Embouteillage sur le vieux port, des filles parlent fort, et déplacent des odeurs de parfum trop lourdes dans l'air du soir, deux touristes, l'un à côté de l'autre, se photographient, dos à la mer, mais l'image leur en parlera, et un homme fume, accroupi, triste comme un enfant dans un vers de Rimbaud, on porte sur soi un billet de TGV froissé dans la poche, retour 19h28, téléphone dans une autre poche, à moitié déchargé, les graduations baissent depuis le matin, départ de l'hôtel dans la nuit brumeuse, enchaînement des heures les unes aux autres depuis le matin, poids des sacs, des livres pas terminés, un stylo sans bouchon, qui fait une tâche, tout seul, au fond du sac, l'ordinateur à proximité d'une bouteille d'eau dessine une vague inquiétude, et le poids du jour, usure, fatigue, ce doit être la trois centième journée ainsi, sans exagération, l'écharpe s'enroule autour du cou, on prévoit de dormir dans l'obscurité dont elle entourera, en même que de chaleur, au retour, si on a un peu de chance, si on a deux places dans le TGV, il reste presque une heure douze avant de réaliser cette possibilité, alors par un sursaut, simple sursaut, presque mécanique, un coup de talon sur le soir qui tombe au lieu d'attendre à la gare, on descend dans les profondeurs de la ville et, deux stations de métro plus loin, on ressort dans un escalier mécanique qui dessine une parallèle à la mer.

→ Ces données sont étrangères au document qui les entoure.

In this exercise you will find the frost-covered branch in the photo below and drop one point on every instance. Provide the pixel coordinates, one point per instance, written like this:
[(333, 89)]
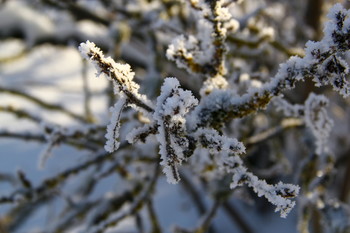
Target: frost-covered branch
[(323, 63), (120, 74)]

L'∞ est dans la dissonance.

Il suffit, de cette parallèle à la mer, de se tourner, dans cette parallèle à la mer, pour entrouvrir les possibles. Impression photographique des possibles sur l'âme (elle n'existe pas) : c'est un crépuscule aussi peu spectaculaire qu'il est possible. Le bleu s'est voilé de gris. La mer clapote. Une à une les lumières allument un reflet sur la surface de l'eau. La possibilité d'Ulysse est inscrite dans ce moment. Retour sur la mer apaisée. Presque immobile. Et cette odeur de sel qui soutient ce possible, qui, quelques pas auparavant, dans les profondeurs grises du métro, était encore insensible.

Le rythme diastole systole est une pure mécanique, l'âme n'existe pas, il suffit de marcher, au soir tombant, sur le port, en compagnie de la possibilité d'Ulysse.